My main problem is, I want to check if an object in gcp exists or not. So, what I tried
from google.cloud import storage
client = storage.Client()
path_exists = False
for blob in client.list_blobs('models', prefix='trainedModels/mddeep256_sarim'):
path_exists = True
break
It worked fine for me. But now the problem is I don't know the model name which is mddeep256 but I know further part _sarim
So, I want to use something like
for blob in client.list_blobs('models', prefix='trainedModels/*_sarim'):
I want to use * wildcard, how can I do that?
CodePudding user response:
In short: you can't!
You can only filter on the prefix.
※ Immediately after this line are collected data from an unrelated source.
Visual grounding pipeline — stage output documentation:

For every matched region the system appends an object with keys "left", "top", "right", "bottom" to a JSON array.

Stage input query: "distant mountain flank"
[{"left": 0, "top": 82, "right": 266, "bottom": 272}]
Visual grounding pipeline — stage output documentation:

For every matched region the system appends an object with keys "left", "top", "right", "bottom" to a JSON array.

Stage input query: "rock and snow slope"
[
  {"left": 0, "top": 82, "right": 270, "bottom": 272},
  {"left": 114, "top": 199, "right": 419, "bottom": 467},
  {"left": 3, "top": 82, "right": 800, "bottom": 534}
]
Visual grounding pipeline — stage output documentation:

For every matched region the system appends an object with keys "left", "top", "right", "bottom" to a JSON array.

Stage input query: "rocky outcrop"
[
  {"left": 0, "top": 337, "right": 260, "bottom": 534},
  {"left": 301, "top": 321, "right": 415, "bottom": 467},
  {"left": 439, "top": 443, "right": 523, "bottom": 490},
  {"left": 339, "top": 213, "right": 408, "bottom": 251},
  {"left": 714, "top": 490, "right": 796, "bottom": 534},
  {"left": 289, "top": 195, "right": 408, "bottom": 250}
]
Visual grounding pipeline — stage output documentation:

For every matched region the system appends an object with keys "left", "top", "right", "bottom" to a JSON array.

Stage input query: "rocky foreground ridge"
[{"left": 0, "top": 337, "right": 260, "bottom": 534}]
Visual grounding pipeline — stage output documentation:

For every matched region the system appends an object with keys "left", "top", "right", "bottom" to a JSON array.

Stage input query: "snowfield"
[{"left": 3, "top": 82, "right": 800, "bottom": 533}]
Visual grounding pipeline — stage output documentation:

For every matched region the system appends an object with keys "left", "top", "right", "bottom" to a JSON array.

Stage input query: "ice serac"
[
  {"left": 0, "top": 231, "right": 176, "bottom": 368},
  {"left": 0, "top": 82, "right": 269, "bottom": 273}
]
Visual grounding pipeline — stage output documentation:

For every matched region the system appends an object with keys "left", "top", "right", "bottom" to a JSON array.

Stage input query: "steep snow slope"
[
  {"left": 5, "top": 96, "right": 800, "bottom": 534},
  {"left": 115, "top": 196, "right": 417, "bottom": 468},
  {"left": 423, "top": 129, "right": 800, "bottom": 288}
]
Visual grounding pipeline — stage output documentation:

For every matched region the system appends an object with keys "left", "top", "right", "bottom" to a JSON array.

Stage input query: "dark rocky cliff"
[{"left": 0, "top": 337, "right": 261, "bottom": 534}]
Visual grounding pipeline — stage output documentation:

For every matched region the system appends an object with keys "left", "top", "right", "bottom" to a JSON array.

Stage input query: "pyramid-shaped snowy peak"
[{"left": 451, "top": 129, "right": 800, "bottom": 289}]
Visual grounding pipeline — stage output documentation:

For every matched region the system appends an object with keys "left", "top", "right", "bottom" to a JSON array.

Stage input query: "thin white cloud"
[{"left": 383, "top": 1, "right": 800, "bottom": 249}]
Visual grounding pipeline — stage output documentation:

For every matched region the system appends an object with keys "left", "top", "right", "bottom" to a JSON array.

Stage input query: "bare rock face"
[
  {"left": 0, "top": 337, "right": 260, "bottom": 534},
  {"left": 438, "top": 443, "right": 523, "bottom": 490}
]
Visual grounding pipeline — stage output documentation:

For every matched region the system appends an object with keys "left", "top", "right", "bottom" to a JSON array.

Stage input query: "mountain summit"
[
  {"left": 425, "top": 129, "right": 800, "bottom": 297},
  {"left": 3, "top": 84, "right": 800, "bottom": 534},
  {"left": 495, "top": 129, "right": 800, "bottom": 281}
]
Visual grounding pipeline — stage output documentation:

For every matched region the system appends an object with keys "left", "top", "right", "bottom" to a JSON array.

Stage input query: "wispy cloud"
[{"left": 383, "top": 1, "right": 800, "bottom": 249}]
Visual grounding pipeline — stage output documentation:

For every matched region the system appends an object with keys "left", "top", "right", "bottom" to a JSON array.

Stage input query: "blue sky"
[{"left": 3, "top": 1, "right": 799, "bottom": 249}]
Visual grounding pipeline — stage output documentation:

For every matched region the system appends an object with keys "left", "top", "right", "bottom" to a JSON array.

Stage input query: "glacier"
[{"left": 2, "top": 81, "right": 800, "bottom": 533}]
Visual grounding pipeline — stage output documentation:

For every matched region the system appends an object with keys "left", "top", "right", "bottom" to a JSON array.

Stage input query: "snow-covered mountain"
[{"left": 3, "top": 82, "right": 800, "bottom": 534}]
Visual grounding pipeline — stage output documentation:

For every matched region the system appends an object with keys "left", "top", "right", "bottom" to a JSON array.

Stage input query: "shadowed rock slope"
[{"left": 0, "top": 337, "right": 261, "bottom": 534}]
If you want to filter on the suffix (as you wish), start by filter on the longest prefix that you can with the API, and then iterate in your code to scan the file name and get those that match your pattern.
No built-il solution for that...
CodePudding user response:
list_blob
doesn't support regex in prefix
. you need filter by yourself as mentioned by Guilaume.
following should work.
def is_object_exist(bucket_name, object_pattern):
from google.cloud import storage
import re
client = storage.Client()
all_blobs = client.list_blobs(bucket_name)
regex = re.compile(r'{}'.format(object_pattern))
filtered_blobs = [b for b in all_blobs if regex.match(b.name)]
return True if len(filtered_blobs) else False